Ahern G P, Junankar P R, Dulhunty A F
Division of Neuroscience, John Curtin School of Medical Research, Australian National University, Canberra City.
FEBS Lett. 1994 Oct 3;352(3):369-74. doi: 10.1016/0014-5793(94)01001-3.

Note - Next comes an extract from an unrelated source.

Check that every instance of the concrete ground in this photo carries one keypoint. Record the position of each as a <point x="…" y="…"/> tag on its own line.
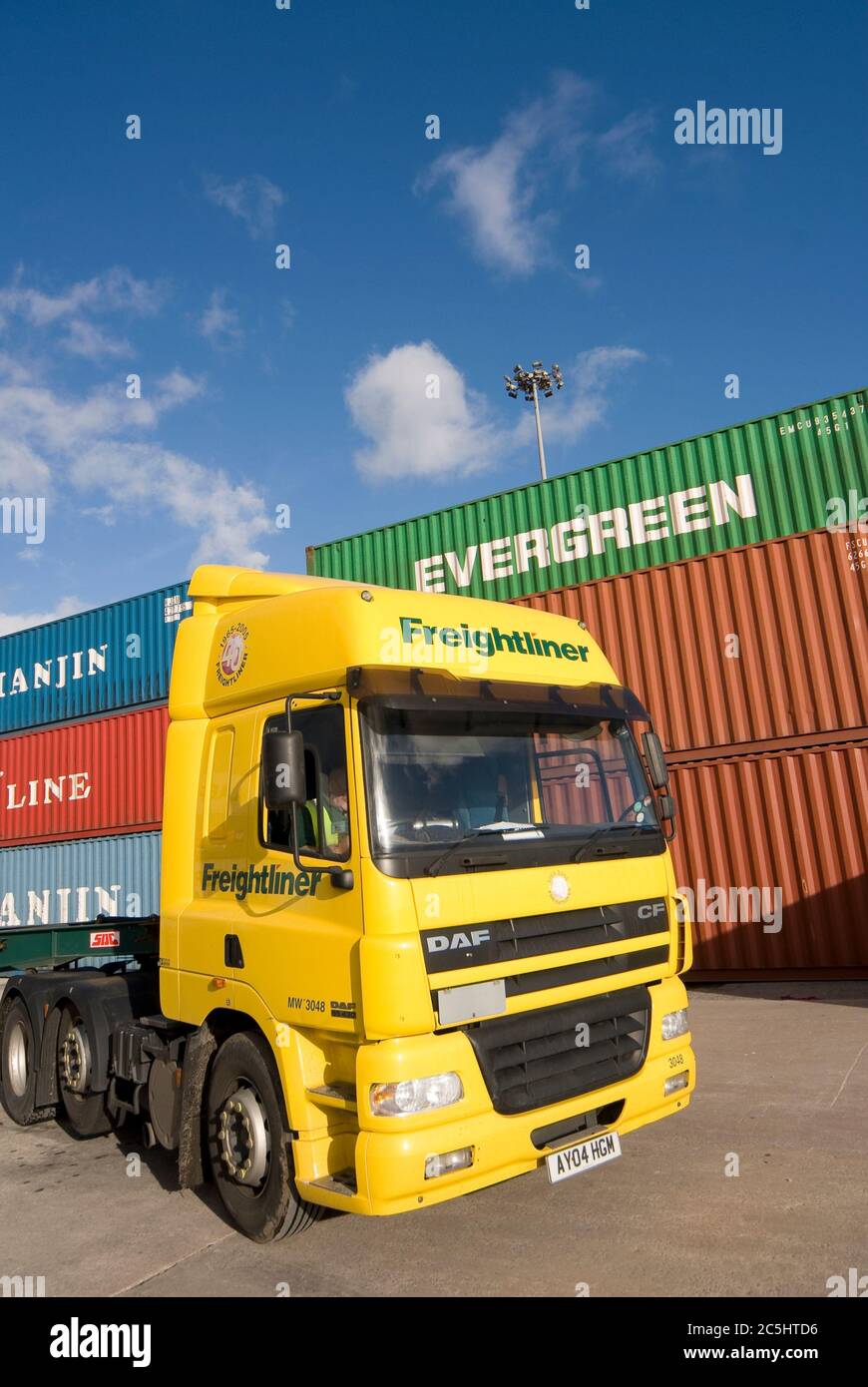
<point x="782" y="1085"/>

The immunosuppressant drug FK-506 (3-20 microM) increased the open probability of ryanodine receptor calcium release channels, formed by incorporation of terminal cisternae vesicles from rabbit skeletal muscle into lipid bilayers, with cis (cytoplasmic) calcium concentrations between 10(-7) M and 10(-3) M. FK-506 increased mean current and channel open time and induced long sojourns at subconductance levels that were between 28% and 38% of the maximum conductance and were distinct from the ryanodine-induced subconductance level at about 45% of the maximum conductance. FK-506 relieved the Ca2+ inactivation of the ryanodine receptor seen at 10(-3) M Ca2+. The results are consistent with FK-506 removal of FK-506 binding protein from the ryanodine receptor.
免疫抑制剂FK - 506(3 - 20微摩尔)增加了雷诺丁受体钙释放通道的开放概率,该通道通过将兔骨骼肌终末池囊泡整合到脂质双层中形成,胞质侧(顺式)钙浓度在10⁻⁷摩尔/升和10⁻³摩尔/升之间。FK - 506增加了平均电流和通道开放时间,并在亚电导水平诱导了长时间停留,这些亚电导水平为最大电导的28%至38%,且与雷诺丁诱导的约为最大电导45%的亚电导水平不同。FK - 506缓解了在10⁻³摩尔/升钙离子浓度下观察到的雷诺丁受体的钙离子失活。这些结果与FK - 506从雷诺丁受体上移除FK - 506结合蛋白一致。